2

Hi im just getting started with understanding transformer based models and I am not able to find how the token embeddings are arrived at?. there are multiple tokenization approaches and multiple vocabularies/documents llms are trained on. so my question is

  1. whether each llm also trains its own token embeddings?
  2. how do those pre trained embeddings work for transfer learning or fine tuning, on custom data sets where some OOV words may be present or we have some special unique tokens we want to keep whole and not have tokenizer do subword tokens?
dasman
  • 121
  • 1
  • 3

2 Answers2

4

First, the token vocabulary is extracted from the training data, usually by means of byte-pair encoding (BPE), wordpieces or unigrams. Then, regarding model definition, the first layer in LLMs is the token embeddings, which are trained with the rest of the model.

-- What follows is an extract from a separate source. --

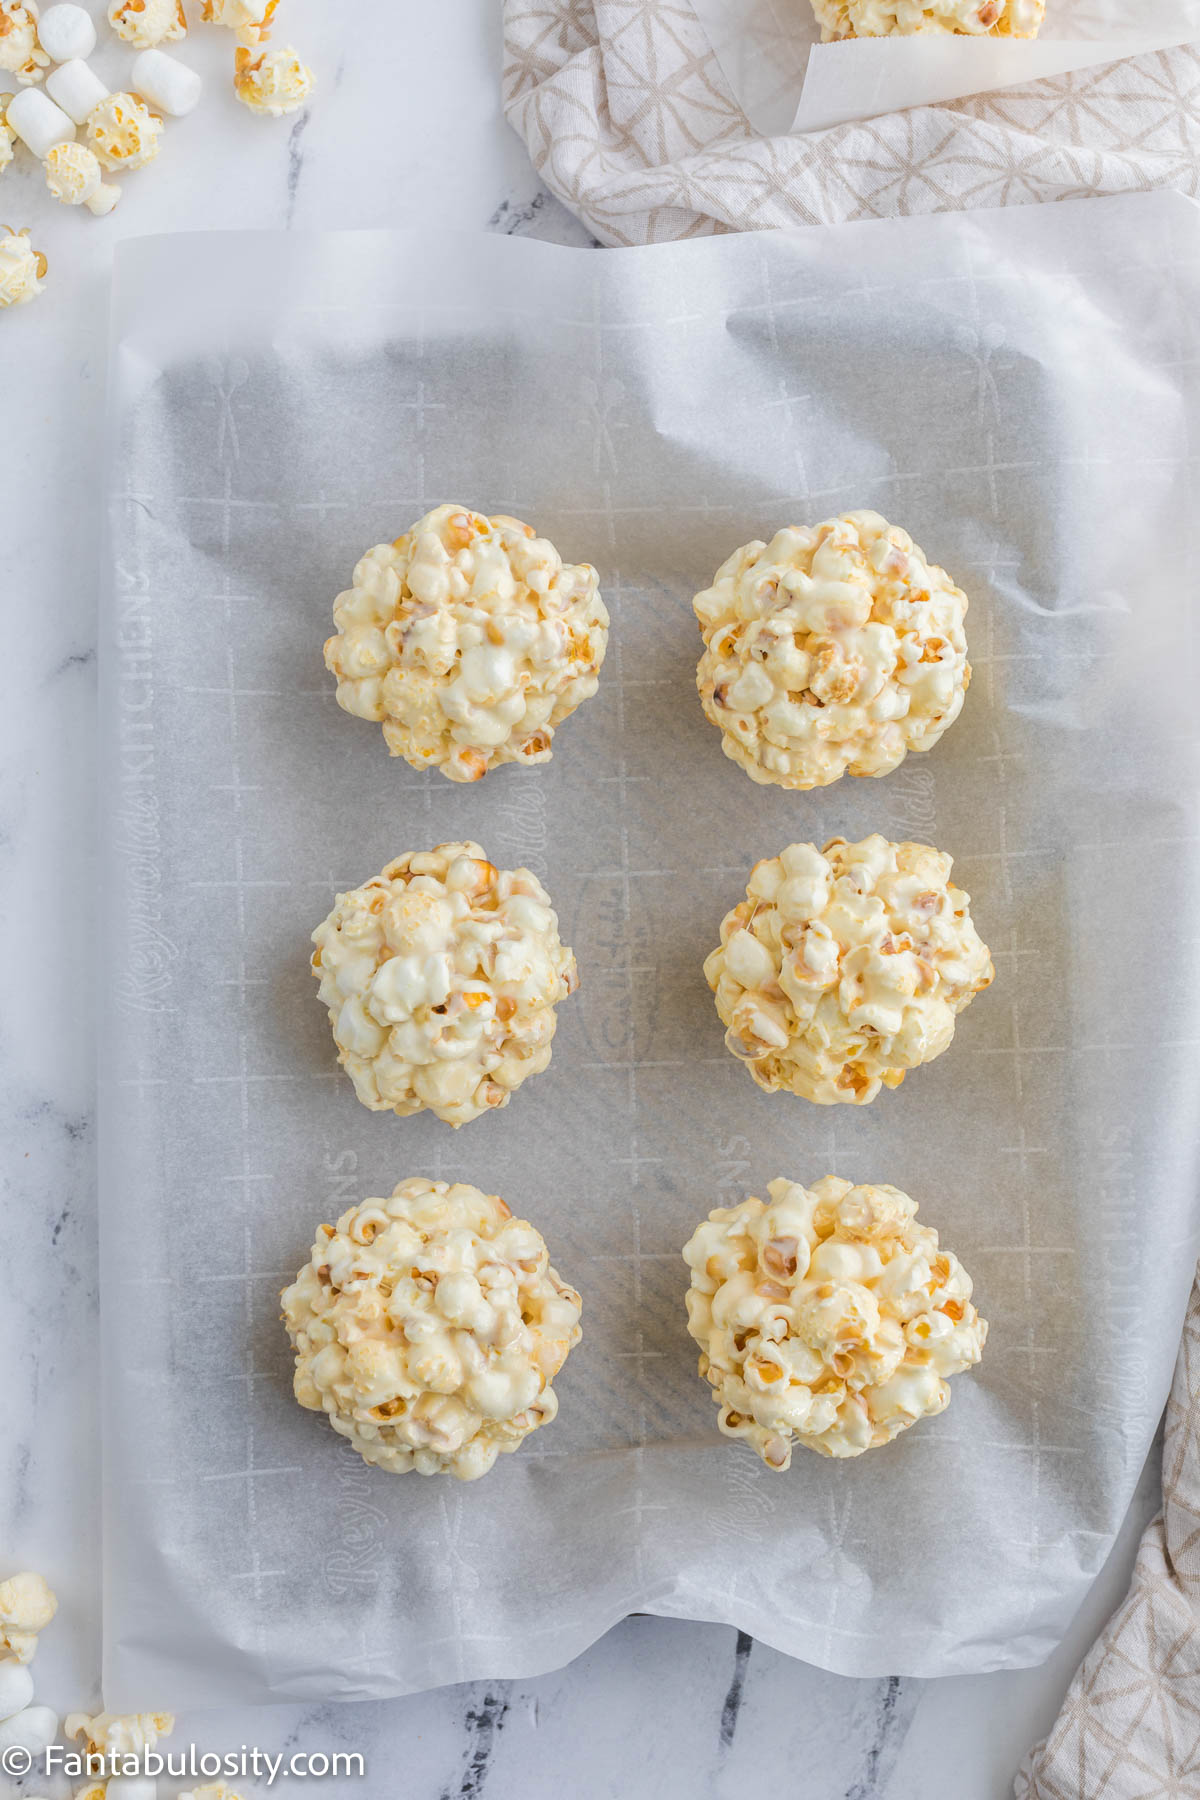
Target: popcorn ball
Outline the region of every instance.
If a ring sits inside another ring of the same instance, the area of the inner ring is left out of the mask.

Given that subword-level vocabularies mitigate the OOV problem, there are no unknown tokens, so usually there is no need to address such a problem. It is not common either to have special tokens that need to be kept unsplit.

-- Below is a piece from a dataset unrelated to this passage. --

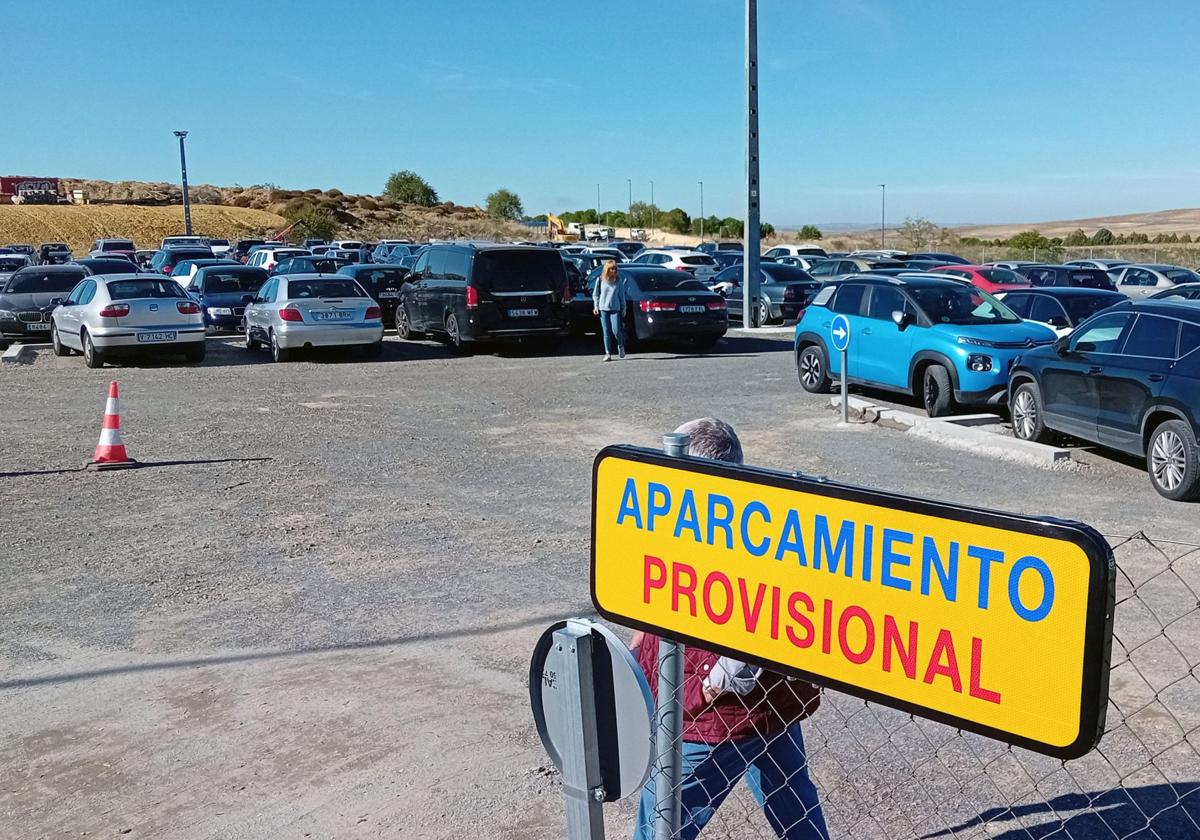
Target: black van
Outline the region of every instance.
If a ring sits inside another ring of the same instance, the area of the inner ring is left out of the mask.
[[[566,335],[562,256],[522,245],[431,245],[400,290],[396,333],[431,333],[453,349],[479,341]]]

In general, it is inconvenient to modify the vocabulary of a pretrained model, because you need to retrain/finetune the model to make it able to handle the new tokens, and therefore you lose the advantages of reusing the pretrained representations; furthermore, the fine-tuning data may not be enough to deliver good representations for new tokens.

noe
  • 28,203
  • 1
  • 49
  • 83
3
  1. Yes, each model has a different tokenizer type. You can see the list on the different types of tokenizers in the documentation for AutoTokenizer
  2. You can use the same type of tokenizer as the 'flavor' of model your transfer learning is based upon and train your own tokenizer. See the video here: Training a new tokenizer from an old one.

Regarding OOV tokens, there is also utility method that might be worth looking into, add_token, though it appears there are some nuances to be considered there.